Since first seeing ‘Enter the Dragon’ at six years old, I’ve been a fan of his, with a respect that grows the older I get. Lee’s ‘Way of the Dragon‘, in which he famously battles Chuck Norris, was the first foreign film I ever saw and began my long standing love for Hong Kong cinema.
Lee’s life was one of defiance and perseverance. The (true) stories of Lee building his body through childhood illness with training, fighting for the right to teach Westerners Kung-Fu and rehabbing through a debilitating back injury, have added to his legend.
Breaking down racial barriers for Asian actors in US produced films, his movies are recognised as being more than just standard Kung-Fu flicks.

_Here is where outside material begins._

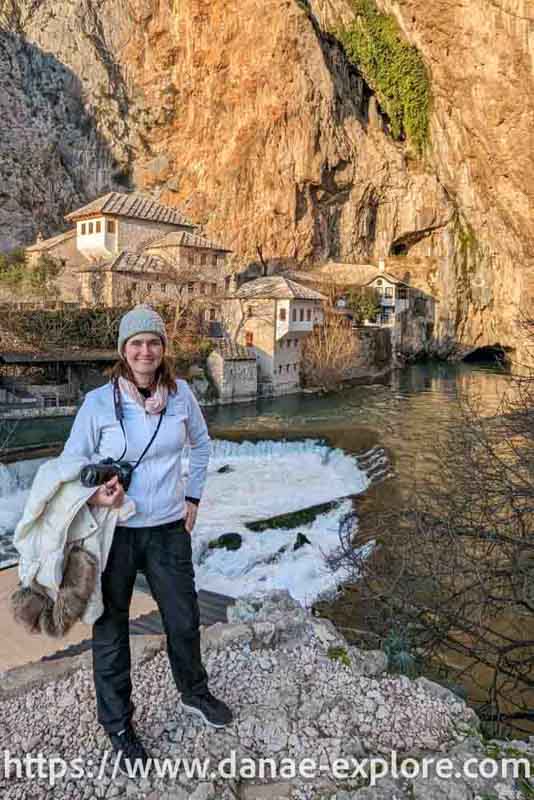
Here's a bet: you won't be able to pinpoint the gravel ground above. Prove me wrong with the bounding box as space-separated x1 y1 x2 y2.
0 596 520 800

In film and TV appearances, Lee’s philosophies about martial arts are peppered throughout his dialogue and can be applied to everyday life.
‘Enter the Dragon’, which co-starred the recently deceased Jim Kelly, will always be regarded as his zenith. It made a superstar of Lee, albeit posthumously, and kick started a wider appreciation for eastern culture.
Bruce Lee once said “The key to immortality is first living a life worth remembering.” 40 years on from his premature death at age 32, and he is still an important figure with an immeasurable influence.